Free Access
Issue
A&A
Volume 616, August 2018
Article Number L16
Number of page(s) 4
Section Letters to the Editor
DOI https://doi.org/10.1051/0004-6361/201833800
Published online 24 August 2018

© ESO 2018

1. Introduction

Many objects of interest in astrophysics appear effectively static as the relevant characteristic timescales are far beyond human lifetimes. For this reason, there are generally two approaches researchers take to understand the formation and evolution of objects such as galaxies and quasars: they either take observations and fit models to the data, or they propose some underlying physical model and implement it in a simulation. Observations are limited by the underlying processes we can infer from them, and simulations make assumptions for the processes modeled and are often computationally very expensive.
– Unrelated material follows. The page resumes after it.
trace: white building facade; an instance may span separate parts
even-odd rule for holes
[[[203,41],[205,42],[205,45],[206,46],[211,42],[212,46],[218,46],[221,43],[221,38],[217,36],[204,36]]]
On the other hand, an emerging technique (Lample et al. 2017; Antipov et al. 2017; Mathieu et al. 2016; Bowman & Vilnis 2016; Kingma & Welling 2013; Rezende et al. 2014) has recently been developed by the machine-learning community that can perform tasks such as taking a photo of a human being as input, and manipulating a certain attribute (e.g. age) and generating a new photo of the same person (see Fig. 1). In this paper, we ask the following question: Can this method be used as a way to explore scientific hypotheses in a purely data-driven way? Can we achieve a similar physical understanding by using such a method?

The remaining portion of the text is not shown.